To date, the DHSC has not given the trust permission to raise the capital required for the construction of a new hospital. Even if this was now achieved, services will continue to be run from the Crown Street site for several years to come. Given these facts, it is important that the trust revisits its clinical position periodically so that relevant and up to date information firstly can be used internally to counteract the clinical threat and secondly can be shared externally so that the need for relocation remains a visible priority for the system. To this end, a Clinical Summit was held in the Trust on 11th June 2019, to which all key stakeholders were invited and at which, a set of key clinical questions was asked.

Networked Maternal Medicine Services (My link)

NHSE/I have committed to ensure that all women in England have access to a level of expert clinical care before, during and after pregnancy that is commensurate with their clinical condition, if a significant medical problem isencountered. The national plan is to achieve this by establishing new Networked Maternal Medicine Services (NMMS), each with a Maternal Medicine Centre (MMC) at its heart.

Each MMC will be staffed by an experienced multidisciplinary team including an obstetrician with sub-specialty training in maternal medicine (or equivalent) and an obstetric physician (or equivalent) along with input from all relevant other medical specialists and support from specialist midwives. For the delivery of maternal medicine services within a given footprint, the MMCs will:

  Provide a leadership role

  Liaise with the other providers of maternity care in its footprint

  Agree pathways of care and patterns of referral

 Ensure that women are cared for by clinicians with an appropriate level of expertise.

Peripheral units will provide much of the maternal medical care required for women of low to medium complexity.
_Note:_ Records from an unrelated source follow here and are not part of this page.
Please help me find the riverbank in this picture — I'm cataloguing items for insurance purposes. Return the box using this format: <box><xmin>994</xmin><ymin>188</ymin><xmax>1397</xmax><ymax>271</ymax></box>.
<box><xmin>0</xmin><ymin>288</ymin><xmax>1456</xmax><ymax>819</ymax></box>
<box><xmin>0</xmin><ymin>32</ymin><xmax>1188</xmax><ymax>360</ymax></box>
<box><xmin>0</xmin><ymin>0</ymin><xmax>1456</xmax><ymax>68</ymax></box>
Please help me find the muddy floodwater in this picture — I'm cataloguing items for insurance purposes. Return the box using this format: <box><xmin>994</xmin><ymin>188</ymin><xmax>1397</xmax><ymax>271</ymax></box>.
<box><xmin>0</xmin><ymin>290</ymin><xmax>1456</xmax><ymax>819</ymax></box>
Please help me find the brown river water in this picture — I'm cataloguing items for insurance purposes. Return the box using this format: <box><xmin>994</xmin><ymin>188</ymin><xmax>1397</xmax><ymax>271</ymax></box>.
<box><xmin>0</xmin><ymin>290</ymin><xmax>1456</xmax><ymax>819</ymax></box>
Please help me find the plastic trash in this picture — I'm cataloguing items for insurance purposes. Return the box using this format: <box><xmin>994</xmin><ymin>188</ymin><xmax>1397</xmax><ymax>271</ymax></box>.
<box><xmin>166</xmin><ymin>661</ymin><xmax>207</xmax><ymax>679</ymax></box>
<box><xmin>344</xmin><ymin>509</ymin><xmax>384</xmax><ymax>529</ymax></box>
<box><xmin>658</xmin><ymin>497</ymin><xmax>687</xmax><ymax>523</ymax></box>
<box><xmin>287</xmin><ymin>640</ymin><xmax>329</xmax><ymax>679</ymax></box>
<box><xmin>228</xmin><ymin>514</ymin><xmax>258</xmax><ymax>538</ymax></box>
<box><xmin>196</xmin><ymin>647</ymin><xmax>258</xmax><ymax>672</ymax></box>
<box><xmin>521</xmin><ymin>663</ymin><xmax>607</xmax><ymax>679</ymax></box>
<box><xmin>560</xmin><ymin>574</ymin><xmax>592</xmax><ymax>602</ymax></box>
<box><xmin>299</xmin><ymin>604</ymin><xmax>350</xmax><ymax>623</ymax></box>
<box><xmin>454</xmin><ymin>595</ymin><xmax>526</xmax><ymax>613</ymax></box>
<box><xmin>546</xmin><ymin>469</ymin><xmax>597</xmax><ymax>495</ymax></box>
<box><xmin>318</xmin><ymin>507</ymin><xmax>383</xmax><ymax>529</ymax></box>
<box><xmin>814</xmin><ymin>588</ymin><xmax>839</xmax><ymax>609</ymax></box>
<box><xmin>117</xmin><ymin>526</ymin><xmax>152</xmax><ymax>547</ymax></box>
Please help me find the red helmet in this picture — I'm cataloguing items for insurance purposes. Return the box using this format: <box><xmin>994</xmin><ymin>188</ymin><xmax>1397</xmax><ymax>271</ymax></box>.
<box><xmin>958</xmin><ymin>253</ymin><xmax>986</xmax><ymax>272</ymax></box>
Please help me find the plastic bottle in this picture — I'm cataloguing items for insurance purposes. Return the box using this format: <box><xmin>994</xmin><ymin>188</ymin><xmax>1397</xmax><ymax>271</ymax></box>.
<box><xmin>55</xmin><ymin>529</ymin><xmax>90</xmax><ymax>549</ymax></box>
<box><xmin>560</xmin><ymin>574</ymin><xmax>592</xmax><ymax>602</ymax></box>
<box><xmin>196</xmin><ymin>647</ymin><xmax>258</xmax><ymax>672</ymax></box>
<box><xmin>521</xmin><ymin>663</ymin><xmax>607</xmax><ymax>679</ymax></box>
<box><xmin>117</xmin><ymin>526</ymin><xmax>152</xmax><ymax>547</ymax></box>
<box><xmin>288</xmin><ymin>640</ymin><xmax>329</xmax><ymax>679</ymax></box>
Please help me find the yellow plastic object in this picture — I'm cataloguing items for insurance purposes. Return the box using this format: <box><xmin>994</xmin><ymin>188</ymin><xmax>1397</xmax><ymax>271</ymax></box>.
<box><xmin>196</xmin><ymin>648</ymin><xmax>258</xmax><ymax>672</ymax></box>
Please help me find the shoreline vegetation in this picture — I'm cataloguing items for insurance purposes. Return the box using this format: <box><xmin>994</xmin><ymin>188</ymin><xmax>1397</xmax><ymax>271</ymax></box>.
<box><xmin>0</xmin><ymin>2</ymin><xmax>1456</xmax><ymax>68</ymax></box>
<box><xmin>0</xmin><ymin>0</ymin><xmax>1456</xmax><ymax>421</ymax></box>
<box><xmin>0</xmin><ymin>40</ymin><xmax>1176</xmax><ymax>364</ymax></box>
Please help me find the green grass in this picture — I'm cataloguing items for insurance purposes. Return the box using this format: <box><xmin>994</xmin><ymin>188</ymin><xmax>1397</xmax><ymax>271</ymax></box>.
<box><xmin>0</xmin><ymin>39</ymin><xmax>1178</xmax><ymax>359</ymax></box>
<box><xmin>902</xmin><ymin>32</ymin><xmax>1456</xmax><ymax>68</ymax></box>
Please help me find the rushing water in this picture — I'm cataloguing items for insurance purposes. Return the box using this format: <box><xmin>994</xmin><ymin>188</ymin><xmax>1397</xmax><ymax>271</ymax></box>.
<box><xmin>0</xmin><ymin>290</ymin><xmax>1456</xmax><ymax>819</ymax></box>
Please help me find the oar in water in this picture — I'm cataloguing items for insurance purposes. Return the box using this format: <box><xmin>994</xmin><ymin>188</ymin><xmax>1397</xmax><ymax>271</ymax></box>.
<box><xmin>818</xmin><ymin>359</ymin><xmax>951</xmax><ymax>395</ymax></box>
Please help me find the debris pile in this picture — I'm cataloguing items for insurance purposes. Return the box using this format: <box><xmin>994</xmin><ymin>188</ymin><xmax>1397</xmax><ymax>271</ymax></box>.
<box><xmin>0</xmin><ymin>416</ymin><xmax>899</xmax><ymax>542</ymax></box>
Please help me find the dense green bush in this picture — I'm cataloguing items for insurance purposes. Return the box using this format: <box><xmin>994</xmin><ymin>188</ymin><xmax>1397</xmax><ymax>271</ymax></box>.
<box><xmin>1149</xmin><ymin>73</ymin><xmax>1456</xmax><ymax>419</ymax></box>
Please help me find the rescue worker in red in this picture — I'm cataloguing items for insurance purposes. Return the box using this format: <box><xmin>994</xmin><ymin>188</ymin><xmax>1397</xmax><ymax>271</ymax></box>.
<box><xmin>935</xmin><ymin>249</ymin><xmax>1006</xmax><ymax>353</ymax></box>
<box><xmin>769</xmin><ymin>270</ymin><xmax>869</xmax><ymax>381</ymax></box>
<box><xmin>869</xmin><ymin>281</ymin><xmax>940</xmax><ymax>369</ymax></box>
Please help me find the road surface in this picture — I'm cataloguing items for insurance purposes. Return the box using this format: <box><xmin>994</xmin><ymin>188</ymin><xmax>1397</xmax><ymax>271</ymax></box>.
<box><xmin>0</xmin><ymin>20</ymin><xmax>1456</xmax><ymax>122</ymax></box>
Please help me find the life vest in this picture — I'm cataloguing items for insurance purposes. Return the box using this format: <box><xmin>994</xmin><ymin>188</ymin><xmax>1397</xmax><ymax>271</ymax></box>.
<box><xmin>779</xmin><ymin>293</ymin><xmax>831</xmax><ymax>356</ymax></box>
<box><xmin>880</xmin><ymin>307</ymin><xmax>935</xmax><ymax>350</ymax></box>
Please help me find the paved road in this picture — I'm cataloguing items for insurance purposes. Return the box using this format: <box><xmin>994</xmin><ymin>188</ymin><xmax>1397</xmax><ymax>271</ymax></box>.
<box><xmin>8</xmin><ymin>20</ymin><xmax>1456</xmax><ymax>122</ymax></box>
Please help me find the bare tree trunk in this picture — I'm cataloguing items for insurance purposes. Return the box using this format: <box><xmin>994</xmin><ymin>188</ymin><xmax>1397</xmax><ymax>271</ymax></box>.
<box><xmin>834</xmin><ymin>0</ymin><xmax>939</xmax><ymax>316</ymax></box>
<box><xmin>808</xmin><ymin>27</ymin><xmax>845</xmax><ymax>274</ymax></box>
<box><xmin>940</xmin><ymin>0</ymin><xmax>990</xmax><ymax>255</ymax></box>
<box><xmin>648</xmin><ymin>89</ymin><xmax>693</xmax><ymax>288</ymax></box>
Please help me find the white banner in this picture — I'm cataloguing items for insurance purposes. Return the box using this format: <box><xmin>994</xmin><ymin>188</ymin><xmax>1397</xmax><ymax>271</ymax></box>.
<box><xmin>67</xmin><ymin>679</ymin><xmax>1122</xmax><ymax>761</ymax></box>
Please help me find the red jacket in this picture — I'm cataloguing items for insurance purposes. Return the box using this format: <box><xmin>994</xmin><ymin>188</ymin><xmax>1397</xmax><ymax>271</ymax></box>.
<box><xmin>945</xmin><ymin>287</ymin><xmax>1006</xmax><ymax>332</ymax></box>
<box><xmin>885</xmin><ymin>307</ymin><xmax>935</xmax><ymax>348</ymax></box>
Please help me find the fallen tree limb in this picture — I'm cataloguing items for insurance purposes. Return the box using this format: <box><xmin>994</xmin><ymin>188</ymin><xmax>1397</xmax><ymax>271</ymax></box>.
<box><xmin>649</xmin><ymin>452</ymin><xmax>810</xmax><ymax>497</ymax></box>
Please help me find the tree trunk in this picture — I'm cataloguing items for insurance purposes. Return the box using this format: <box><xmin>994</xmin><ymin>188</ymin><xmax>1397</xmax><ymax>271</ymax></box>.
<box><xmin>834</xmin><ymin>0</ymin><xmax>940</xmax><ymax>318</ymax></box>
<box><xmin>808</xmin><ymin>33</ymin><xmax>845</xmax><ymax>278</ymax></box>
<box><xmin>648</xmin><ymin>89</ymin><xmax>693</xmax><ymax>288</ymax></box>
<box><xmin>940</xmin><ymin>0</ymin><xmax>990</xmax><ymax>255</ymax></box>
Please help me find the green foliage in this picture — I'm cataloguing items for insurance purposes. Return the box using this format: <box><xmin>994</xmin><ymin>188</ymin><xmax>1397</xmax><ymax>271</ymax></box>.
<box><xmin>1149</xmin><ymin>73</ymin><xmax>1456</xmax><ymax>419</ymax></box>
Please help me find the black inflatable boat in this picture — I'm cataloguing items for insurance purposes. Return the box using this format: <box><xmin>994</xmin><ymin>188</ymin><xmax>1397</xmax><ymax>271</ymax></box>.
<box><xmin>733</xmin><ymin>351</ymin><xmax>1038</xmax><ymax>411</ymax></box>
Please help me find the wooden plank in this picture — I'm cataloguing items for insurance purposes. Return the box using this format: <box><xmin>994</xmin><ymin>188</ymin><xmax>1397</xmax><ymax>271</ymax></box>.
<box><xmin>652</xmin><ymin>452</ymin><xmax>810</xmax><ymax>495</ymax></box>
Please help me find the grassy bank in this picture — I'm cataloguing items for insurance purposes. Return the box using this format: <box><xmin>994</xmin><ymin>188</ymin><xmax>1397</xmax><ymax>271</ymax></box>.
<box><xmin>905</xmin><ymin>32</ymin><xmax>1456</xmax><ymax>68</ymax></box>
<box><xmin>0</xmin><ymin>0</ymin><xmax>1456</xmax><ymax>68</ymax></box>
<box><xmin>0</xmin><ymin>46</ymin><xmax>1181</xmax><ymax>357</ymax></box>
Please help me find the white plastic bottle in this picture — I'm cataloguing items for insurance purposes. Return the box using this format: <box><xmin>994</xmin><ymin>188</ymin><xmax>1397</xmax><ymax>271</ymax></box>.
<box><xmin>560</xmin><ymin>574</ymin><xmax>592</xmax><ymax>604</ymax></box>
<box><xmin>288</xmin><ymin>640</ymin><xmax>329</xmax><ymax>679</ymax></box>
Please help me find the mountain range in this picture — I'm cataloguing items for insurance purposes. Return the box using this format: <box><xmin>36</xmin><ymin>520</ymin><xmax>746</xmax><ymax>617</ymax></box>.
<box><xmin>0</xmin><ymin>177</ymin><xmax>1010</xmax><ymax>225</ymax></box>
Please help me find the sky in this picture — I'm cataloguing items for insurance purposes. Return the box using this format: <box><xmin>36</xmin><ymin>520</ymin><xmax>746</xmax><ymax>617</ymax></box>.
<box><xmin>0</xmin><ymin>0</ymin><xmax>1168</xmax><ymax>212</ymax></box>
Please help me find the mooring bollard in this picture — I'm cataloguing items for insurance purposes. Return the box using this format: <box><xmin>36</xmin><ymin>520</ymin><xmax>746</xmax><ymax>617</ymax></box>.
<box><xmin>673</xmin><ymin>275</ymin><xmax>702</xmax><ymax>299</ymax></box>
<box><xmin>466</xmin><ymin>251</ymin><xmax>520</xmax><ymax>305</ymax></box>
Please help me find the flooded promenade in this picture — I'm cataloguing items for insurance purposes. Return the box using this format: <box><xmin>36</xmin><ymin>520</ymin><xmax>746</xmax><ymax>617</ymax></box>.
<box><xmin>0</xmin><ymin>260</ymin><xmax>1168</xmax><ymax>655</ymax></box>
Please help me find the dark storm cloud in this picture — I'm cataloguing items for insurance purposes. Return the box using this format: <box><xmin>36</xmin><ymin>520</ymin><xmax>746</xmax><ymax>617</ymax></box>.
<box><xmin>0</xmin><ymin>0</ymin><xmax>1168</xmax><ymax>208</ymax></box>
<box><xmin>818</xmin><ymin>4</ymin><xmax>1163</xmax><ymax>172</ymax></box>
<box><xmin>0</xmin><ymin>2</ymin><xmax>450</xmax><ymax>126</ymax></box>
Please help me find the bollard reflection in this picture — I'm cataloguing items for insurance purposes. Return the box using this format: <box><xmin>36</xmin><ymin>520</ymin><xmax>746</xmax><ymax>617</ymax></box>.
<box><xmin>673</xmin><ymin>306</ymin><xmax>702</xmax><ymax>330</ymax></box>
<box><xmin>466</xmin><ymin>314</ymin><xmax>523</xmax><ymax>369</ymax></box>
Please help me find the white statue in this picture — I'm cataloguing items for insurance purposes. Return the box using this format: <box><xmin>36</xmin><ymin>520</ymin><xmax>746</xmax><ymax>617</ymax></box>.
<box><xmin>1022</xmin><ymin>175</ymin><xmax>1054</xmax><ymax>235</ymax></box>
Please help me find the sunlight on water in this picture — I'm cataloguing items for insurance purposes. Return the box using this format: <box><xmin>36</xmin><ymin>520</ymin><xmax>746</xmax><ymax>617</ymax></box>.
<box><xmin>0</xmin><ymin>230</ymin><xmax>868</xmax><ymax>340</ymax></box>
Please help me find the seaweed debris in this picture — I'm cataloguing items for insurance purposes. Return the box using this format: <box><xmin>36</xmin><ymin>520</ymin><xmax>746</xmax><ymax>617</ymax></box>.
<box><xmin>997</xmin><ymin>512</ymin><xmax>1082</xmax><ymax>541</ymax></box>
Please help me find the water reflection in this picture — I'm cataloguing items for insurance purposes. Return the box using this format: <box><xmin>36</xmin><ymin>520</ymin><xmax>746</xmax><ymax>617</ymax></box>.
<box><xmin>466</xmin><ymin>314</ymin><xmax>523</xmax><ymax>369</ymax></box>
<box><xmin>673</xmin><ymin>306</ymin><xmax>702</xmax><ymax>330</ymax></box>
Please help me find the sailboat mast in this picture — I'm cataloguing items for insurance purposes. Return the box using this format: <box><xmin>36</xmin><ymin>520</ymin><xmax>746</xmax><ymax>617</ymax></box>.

The referral of some high risk or complex cases from across any given NMMS footprint into its MMC for the delivery of care is, however, inevitable.

To become an MMC, a trust must comply with a nationally determined service specification with its range of associated standards.

An assessment against that service specification has been carried out by the Clinical Director for Maternity at LWH and this has been included as an Appendix to this paper. The trust can demonstrate compliance against most of required elements but it is not co-located with other adult acute specialties, so full compliance has not been achieved.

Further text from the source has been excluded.